Nuts are the most basic and often most trusted form of protection. A small piece of metal that slots into a crack with a wire running through it. They are described as passive protection as they have no moving parts.
The smallest of these are ‘micro nuts’. There are generally two types; soldered and non-soldered. Soldered nuts are so small the wire needs to be soldered directed into he metal, increasing its strength.
“Small soldered nuts are generally stronger than the equivalent size of swaged nut because you can get a wider diameter wire into the head of the nut, not because soldering creates a stronger join or because it removes a tight bend as the wire goes around the top of the nut.” – DMM
A good choice in soldered nuts are the DMM Brass Offsets or Black Diamond Micro Stopper sets, made from brass or a copper/iron mix. This use of slightly softer metal allows them to bite into the rock better.

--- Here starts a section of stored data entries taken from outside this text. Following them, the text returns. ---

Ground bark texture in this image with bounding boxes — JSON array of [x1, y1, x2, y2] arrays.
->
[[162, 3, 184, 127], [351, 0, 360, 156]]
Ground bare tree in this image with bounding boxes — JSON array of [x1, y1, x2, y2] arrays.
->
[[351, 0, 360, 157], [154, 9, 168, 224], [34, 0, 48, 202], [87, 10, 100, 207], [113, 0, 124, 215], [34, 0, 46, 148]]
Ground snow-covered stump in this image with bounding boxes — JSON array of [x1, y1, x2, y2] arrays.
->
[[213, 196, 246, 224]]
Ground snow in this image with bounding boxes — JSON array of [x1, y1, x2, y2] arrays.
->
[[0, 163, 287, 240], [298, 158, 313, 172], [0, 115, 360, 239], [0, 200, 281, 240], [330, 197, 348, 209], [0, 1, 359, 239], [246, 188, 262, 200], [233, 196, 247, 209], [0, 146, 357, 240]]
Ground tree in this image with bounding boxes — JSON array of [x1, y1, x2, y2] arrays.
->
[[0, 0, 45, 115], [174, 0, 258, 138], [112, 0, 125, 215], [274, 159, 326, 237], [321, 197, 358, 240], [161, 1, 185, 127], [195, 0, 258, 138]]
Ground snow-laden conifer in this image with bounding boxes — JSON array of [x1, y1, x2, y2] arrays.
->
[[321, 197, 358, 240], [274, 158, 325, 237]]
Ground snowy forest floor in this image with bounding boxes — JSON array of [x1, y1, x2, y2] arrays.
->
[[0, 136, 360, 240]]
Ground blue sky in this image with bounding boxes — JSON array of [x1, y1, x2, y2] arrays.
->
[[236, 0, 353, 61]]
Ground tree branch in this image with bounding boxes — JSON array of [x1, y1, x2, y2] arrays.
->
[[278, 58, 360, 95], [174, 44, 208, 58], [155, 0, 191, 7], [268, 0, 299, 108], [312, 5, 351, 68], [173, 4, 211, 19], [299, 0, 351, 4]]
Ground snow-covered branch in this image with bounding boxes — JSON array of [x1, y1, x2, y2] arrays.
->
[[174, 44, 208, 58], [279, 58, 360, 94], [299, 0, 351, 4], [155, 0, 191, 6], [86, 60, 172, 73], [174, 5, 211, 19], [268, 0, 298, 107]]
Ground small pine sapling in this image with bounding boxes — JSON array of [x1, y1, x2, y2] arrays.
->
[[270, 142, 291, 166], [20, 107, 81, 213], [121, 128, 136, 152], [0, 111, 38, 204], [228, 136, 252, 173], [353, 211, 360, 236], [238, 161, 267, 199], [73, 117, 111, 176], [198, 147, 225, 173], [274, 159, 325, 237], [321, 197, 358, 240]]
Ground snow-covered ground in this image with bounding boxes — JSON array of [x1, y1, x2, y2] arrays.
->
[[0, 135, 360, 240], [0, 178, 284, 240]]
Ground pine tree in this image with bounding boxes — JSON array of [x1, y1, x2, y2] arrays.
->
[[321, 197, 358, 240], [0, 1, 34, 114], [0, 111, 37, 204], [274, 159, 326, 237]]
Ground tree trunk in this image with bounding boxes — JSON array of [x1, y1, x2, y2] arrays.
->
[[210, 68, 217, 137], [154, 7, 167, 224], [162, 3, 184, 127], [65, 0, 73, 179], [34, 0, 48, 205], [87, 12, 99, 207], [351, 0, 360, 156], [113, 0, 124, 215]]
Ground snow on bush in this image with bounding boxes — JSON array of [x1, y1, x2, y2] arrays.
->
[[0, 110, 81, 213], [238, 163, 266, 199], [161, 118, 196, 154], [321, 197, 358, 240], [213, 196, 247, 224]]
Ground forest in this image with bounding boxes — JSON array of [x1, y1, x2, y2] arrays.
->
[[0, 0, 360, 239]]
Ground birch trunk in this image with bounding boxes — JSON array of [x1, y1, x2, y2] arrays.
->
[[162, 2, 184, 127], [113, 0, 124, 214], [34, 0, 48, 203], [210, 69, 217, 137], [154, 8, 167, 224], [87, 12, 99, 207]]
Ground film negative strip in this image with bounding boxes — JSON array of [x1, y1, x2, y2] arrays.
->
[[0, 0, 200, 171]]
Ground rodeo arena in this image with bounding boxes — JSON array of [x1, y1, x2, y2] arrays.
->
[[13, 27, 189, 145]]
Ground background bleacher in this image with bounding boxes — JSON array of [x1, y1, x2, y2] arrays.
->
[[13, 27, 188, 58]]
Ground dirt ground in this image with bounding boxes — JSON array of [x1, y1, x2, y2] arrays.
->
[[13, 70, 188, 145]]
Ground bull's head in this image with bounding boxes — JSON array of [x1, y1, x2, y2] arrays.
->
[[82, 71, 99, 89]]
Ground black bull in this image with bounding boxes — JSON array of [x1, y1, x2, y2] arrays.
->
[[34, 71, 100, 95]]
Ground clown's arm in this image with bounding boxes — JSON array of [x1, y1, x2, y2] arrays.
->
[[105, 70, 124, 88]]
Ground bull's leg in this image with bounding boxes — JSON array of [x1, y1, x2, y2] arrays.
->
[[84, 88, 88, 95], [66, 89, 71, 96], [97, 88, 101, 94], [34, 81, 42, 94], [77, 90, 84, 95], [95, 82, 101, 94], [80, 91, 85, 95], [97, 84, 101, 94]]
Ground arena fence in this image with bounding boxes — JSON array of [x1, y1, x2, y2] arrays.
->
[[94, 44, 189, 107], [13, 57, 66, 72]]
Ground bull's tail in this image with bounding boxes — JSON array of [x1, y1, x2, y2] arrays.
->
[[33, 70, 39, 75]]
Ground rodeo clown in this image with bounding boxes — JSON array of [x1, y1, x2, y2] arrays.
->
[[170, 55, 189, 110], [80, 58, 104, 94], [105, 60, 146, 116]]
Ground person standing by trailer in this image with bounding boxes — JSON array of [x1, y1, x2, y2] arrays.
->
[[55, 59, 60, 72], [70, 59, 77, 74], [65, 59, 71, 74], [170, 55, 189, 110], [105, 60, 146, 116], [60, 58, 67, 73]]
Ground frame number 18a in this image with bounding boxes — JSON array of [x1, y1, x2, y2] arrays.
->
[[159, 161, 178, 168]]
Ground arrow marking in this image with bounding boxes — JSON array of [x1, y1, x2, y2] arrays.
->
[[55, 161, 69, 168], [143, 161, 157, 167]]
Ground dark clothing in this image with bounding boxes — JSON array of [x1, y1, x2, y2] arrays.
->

Non soldered nuts like the DMM Micro Wall Nuts have a different design. These look like a normal set of nuts, just in miniature. The wire runs inside the nut which helps to protect it from abrasion. The narrow profile of the nut means it fits brilliantly into thin cracks, however, they have a lower fall rating than that of an equivalent soldered nut.
On the face of it, micro cams look very similar to normal cams but there are some important distinctions, apart from the obvious size difference. The placement is often very shallow, so the stems of micro cams are flexible to prevent the cam from being twisted out of place during a fall. They also have a smaller head to fit in the narrowest of palces.
For years, the Black Diamond C3's were the reining champion in micro cams. They feature three caming heads on a U-stem, allowing the head angle to be incredibly narrow, although losing a bit of flexibility in the stem.